Wednesday, March 02, 2011

The writing on the wall...

There are a lot of things that I don't remember from high school. I don't remember much from Mrs. Warner's Latin I or Latin II. Sometimes I think I can remember things that I really can't, and then sometimes I just remember them wrong. I guess as soon as I realized that I probably wasn't going to be accepted to medical school, Latin just didn't seem quite so important.

I do tend to remember things that I think are important a little bit better. In Driver's Education, Mr. Harrison taught us that we should stay behind the car we were following the distance of one car length per each 10 miles per hour we were traveling, so that if you were driving 60 miles per hour, you would be six car lengths behind. He said that even if you couldn't get stopped in that distance, at least you would have time to swerve and avoid a crash, or slow down enough that the damage wouldn't be as great. I always thought that sounded like a pretty good idea. My old buddy Stinky Wilmont always thought it was just a waste of road.

I guess cars are a lot shorter now than they were when I was in high school, so I'm not sure that strategy would be as effective nowadays. I heard a commercial a while back from an insurance company, and they recommended staying three seconds behind the car in front of you. That sounded like a good idea too, but the last time I left three seconds between me and the car in front of me, two semi's, a motor home, and a Good Humor ice cream truck managed to squeeze into the opening.

I'm convinced we could save ourselves a lot of misery if we paid a little more attention to what was happening in front of us, and reacted a little better before we reach that point.

We've known for a long time that the federal government has been spending more money than it is collecting.
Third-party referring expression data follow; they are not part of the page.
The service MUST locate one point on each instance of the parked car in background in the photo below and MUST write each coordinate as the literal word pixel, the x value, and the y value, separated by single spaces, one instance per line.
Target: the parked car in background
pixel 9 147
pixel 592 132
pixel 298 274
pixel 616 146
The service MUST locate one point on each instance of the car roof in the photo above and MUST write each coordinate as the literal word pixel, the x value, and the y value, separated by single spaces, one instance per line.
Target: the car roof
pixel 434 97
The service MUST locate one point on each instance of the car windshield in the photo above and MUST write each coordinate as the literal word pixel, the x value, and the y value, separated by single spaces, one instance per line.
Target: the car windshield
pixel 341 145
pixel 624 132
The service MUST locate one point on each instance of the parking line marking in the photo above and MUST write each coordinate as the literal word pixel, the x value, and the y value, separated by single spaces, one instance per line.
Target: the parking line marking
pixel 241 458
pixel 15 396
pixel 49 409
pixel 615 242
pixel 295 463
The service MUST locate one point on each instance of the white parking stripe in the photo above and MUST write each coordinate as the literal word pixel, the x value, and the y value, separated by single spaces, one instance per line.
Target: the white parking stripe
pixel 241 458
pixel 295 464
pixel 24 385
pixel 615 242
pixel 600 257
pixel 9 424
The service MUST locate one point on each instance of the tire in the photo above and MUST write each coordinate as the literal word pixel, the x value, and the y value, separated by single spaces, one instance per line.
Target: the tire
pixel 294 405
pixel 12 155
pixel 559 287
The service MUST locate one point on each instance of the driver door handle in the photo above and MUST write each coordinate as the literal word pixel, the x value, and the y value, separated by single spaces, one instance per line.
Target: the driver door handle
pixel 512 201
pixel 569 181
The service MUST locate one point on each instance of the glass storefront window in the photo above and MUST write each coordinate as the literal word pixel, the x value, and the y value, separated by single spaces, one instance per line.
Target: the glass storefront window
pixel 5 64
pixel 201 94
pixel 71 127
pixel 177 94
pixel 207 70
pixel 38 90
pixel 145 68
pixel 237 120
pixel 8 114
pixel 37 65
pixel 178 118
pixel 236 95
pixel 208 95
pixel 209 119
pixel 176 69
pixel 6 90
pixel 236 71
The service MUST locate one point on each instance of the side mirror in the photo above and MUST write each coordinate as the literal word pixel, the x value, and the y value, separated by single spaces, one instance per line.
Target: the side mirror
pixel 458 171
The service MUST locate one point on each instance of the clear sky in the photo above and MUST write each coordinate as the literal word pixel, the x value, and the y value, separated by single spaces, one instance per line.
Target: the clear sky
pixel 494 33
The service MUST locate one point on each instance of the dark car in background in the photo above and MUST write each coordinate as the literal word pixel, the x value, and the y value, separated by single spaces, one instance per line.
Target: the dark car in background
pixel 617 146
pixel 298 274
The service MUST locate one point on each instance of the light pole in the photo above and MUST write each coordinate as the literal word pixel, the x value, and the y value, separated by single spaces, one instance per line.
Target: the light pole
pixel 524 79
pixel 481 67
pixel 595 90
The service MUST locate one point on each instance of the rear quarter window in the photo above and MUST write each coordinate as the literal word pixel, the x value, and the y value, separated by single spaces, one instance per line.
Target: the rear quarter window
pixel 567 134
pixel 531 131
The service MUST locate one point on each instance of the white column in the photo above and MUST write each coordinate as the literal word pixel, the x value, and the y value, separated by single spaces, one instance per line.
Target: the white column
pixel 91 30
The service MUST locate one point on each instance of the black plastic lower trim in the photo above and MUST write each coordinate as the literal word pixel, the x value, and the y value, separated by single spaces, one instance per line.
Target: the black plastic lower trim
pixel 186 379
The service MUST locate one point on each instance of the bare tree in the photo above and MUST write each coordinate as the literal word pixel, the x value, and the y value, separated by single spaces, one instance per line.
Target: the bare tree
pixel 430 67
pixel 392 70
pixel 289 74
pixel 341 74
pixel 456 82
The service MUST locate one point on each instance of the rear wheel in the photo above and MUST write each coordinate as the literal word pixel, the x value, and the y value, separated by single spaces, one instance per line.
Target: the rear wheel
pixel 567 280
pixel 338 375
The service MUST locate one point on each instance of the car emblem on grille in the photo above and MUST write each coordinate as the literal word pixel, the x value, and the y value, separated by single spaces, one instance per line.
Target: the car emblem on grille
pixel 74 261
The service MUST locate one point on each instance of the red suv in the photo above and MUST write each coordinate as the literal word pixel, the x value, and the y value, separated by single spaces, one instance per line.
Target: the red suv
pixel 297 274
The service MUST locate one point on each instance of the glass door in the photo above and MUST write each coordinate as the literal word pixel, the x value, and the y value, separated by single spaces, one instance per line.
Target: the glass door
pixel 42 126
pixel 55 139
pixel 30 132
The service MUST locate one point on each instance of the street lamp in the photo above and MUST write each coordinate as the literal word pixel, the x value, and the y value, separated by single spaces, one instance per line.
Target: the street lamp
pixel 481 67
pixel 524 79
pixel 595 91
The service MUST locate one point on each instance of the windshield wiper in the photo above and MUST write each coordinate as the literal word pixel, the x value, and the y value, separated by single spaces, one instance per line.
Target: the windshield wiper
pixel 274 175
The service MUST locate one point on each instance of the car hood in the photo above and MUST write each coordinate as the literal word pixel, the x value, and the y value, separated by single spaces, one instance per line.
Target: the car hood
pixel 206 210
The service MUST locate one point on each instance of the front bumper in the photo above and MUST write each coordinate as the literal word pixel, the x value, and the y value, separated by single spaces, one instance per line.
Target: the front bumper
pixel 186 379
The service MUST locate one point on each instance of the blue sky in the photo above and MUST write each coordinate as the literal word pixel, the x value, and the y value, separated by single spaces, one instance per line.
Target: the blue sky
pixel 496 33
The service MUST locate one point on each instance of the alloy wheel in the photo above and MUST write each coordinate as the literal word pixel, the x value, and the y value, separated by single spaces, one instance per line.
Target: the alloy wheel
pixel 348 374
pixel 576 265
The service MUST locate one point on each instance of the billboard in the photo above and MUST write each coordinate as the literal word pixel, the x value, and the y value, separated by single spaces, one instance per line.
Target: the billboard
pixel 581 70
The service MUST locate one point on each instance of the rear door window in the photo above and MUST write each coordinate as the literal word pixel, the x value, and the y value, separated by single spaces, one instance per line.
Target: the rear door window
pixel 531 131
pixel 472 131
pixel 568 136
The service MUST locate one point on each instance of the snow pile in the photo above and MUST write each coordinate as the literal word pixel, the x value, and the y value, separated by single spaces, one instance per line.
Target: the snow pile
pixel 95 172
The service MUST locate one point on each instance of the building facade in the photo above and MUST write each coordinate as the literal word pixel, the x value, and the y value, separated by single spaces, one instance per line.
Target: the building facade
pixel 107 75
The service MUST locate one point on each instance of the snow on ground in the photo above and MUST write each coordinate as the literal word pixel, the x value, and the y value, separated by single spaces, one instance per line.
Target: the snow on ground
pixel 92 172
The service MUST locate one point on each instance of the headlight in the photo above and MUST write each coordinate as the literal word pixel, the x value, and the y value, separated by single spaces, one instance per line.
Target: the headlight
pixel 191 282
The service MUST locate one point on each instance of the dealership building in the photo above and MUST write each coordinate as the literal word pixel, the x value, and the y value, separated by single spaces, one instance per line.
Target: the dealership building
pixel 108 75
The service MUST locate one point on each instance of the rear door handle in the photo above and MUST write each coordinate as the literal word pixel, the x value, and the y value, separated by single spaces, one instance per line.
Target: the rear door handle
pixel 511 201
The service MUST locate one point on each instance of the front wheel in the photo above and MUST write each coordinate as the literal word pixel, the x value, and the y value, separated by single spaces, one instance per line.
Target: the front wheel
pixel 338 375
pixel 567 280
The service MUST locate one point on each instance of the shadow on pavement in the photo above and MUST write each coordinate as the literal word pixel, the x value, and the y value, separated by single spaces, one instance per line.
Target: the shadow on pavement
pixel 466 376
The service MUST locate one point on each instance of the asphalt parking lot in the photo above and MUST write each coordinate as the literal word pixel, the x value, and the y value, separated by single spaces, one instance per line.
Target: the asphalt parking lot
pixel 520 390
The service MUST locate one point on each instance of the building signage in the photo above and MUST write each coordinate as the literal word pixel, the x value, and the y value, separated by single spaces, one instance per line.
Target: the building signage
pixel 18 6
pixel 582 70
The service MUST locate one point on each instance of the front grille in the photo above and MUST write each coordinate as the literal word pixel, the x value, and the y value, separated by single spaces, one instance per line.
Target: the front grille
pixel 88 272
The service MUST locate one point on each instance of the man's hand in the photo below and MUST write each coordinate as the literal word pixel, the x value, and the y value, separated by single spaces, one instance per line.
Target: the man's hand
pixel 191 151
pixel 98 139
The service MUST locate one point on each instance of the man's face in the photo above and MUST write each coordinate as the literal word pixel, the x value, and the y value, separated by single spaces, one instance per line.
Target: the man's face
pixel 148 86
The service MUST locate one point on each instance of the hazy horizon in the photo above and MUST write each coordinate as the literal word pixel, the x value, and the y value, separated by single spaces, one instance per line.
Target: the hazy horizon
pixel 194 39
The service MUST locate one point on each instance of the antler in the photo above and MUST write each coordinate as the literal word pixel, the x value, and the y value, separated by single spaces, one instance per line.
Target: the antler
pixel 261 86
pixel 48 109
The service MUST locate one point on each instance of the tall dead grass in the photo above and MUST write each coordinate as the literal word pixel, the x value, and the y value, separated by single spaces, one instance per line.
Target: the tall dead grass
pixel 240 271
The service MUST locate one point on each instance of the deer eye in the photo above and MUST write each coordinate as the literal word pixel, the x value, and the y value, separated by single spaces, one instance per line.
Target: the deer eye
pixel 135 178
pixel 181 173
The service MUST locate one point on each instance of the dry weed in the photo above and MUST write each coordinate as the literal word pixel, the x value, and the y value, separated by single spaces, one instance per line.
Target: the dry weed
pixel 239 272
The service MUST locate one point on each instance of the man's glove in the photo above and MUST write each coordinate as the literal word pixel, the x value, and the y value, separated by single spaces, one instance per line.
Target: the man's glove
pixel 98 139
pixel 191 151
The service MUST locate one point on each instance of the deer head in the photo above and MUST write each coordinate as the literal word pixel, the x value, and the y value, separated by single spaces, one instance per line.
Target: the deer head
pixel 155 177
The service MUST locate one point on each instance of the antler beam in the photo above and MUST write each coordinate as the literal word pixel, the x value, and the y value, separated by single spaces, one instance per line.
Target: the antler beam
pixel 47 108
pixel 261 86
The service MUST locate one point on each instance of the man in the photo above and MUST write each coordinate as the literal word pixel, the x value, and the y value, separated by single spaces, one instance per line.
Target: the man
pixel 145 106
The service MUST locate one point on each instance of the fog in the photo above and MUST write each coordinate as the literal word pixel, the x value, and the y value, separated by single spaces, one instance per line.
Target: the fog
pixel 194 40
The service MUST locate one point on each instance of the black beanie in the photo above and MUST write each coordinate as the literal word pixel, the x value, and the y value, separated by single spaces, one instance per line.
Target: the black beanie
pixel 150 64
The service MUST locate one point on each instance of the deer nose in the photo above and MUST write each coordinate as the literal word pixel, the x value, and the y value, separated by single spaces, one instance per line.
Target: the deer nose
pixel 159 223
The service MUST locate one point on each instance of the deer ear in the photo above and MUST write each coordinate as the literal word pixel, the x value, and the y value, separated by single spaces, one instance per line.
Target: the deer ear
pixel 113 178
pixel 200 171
Some people see this and think the federal government ought not to spend so much money. Some people just think it ought to collect more. And while we were watching that, but not really doing anything about it, the individual states started doing the same thing.

This year California is on pace to spend $25 billion more than collects. Illinois is looking at $13 billion. New Jersey is at about $11 billion. Some states decided that it might be time to put a check on some of their spending, but once you're $25 billion in the hole, it's about like hitting the brakes after you've already hit the wall. And then there are some people in some of those states don't believe they have a problem, just like Stinky Wilmont never believed it was possible he could ever have an accident.

Indiana's budget gap is still in the millions instead of billions. I'm not sure that qualifies us to consider ourselves lucky, but it does give us a little more braking time than some of the other states have allowed themselves.

Hopefully we can take advantage of that and start making the necessary adjustments before we hit the wall.